# Gibson Dethklok “Thunderhorse” Explorer



## GuitarsCanada (Dec 30, 2005)

New one from Gibson. 

Brendon Small Introduces the Dethklok


----------



## Alex (Feb 11, 2006)

looks great


----------



## Peter (Mar 25, 2008)

Opened this thread expecting a cheesed up shit looking guitar with robot tuning onboard effects and a fleshlight mounted in the back similar to the junk they've been putting out lately.

Came away extremely impressed - if I didn't already have an Explorer I would definitely get one of those over a standard one!


----------



## wintle (Mar 25, 2008)

Explorers rule. Brendon Small rules.

The way I figure it, the more used explorers on the market, the better. Bring 'em on!

Cheers


----------



## hollowbody (Jan 15, 2008)

I read the title of this thread waaaay too fast and totally thought it said Dethkok...you can only imagine the type of guitar I pictured in my head.


----------



## edward (Jan 27, 2009)

Gee, does everybody get a signature guitar these days? I'm waiting for the Kim Mitchell signature model. At least I've heard of him.


----------



## hollowbody (Jan 15, 2008)

edward said:


> Gee, does everybody get a signature guitar these days?

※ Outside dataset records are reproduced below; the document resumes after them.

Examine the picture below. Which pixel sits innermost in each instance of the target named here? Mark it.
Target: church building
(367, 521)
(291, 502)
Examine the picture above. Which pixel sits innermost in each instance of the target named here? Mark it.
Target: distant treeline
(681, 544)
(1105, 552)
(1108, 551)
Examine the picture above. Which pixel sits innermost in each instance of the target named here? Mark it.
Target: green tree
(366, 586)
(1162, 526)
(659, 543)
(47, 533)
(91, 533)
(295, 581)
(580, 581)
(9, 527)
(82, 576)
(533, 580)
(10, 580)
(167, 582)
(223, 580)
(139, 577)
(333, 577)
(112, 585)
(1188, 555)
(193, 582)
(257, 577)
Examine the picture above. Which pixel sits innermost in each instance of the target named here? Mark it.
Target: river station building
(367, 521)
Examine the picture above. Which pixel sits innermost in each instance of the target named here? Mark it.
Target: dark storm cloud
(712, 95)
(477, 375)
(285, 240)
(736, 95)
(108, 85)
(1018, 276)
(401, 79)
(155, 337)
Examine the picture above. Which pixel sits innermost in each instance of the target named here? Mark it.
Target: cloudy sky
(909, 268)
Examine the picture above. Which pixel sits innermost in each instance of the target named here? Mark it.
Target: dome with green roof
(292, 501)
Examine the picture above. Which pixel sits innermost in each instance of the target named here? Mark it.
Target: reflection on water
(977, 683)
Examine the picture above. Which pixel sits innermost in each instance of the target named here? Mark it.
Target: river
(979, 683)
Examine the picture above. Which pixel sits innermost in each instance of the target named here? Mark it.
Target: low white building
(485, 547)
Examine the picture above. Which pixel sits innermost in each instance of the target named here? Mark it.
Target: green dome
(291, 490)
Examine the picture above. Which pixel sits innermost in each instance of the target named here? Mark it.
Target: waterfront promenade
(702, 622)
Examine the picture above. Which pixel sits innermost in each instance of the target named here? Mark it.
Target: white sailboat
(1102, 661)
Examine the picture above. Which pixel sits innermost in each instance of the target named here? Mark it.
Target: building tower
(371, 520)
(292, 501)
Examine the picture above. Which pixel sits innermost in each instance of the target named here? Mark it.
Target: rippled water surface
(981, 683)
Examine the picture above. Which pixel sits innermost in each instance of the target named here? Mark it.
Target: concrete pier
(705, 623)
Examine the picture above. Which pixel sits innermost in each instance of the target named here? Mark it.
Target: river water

I'm waiting for the Kim Mitchell signature model. At least I've heard of him.


Yeah, I know what you mean, but I'm with Peter on this one. The specs that they've given (few as they are) make this seem like a really nice axe! I've always loved Explorers, but don't have one and if I were going to look at picking on up, this would DEFINITELY be on the short list!


----------



## GuitarsCanada (Dec 30, 2005)

I admit I have never heard of him or the band. The guitar looks great though


----------



## ezcomes (Jul 28, 2008)

Peter said:


> Opened this thread expecting a cheesed up shit looking guitar with robot tuning onboard effects and a fleshlight mounted in the back similar to the junk they've been putting out lately.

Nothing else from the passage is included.